Dressed in a black Western shirt and jeans, Dando began powering through the record from the moment he took the stage. The trio was deep into the title track in the span of a bathroom break. Its sing-along qualities remained intact, but the airy pop, sometimes country sheen to It’s A Shame About Ray was blurred into its noisier antecedent — sonically, this interpretation was much closer to Hate Your Friends than the album that provided a more eardrum-friendly alternative to Nevermind. If it seemed as if Dando was trying to get the album’s 12 songs as expediently as possible, he probably was.
“It’s one of those nights that it’s dawned on me that I’ve been playing this album for quite a while,” Dando admitted at the conclusion of “Rudderless.” “But I think I’ll try and give it justice.”
He perked up somewhat when the admirers collecting near the front of the stage compensated for the absence of Juliana Hatfield’s sweet backing vocals on “Buddy,” even going as far to poke fun at himself before “Bit Part.” “Just can’t believe I can’t remember the next song,” he said, for a moment suggesting he could forget a set list that hasn’t changed in 20 years. Impossible, right? Particularly so since this wasn’t the first time he’d toured on this album. The rest of the compulsory portion of the program saw smallish crowd of a hundred or so Gen-Xers meeting joyously under the ragged brilliance of “Allison’s Starting to Happen” and album closer “Frank Mills.”
Once that weight was lifted, Dando opened up a little, dismissing his band to delve deeper into his extensive songbook on an acoustic Takamine. He came back up with a gentle cover of the Louvin Brothers “Knoxville Girl” and an assortment of self-effacing alt-country underdogs that strip away at Dando’s exterior and show what’s still underneath. “I can’t go away with you on a rock climbing weekend/ What if something’s on TV and it’s never shown again” from “The Outdoor Type” is on so many levels a metaphor for an existence he chose long ago.
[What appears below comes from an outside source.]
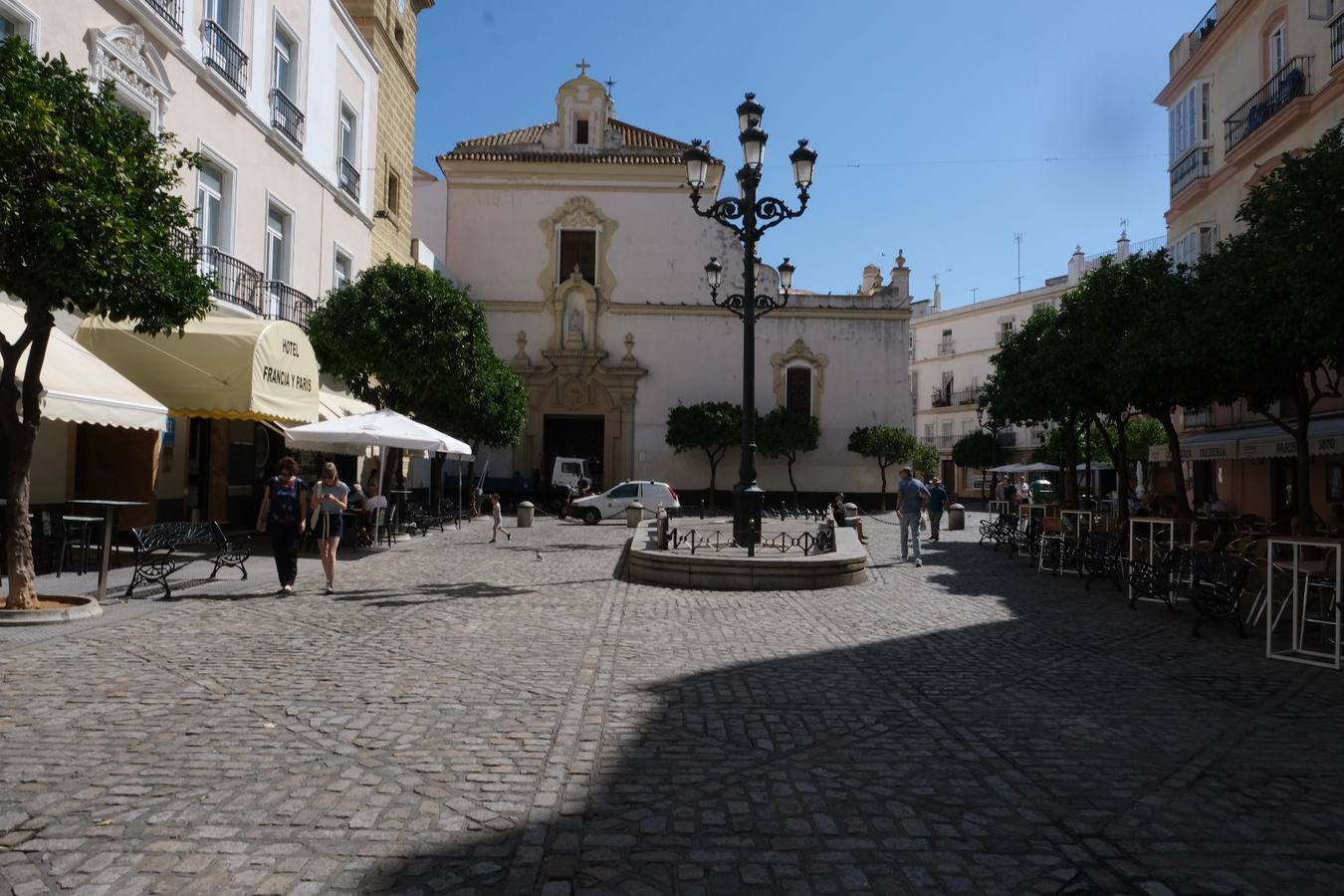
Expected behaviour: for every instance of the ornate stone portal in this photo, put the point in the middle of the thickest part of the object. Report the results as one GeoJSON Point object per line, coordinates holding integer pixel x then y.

Dando’s not exactly clean, and the reality that he seems content with a life of detached predictability and fruitless escapism suggests that the …Ray tour would carry forward, 20th anniversary or not.
At least he presents an honest front about it: Crowd gives money, he gives songs. It’s a fair exchange, even if it involves as much emotional intercourse as between a hooker and her john. For people who have stuck by one of alt-rock’s elder statesmen through his foibles, maybe they deserve a little more sass.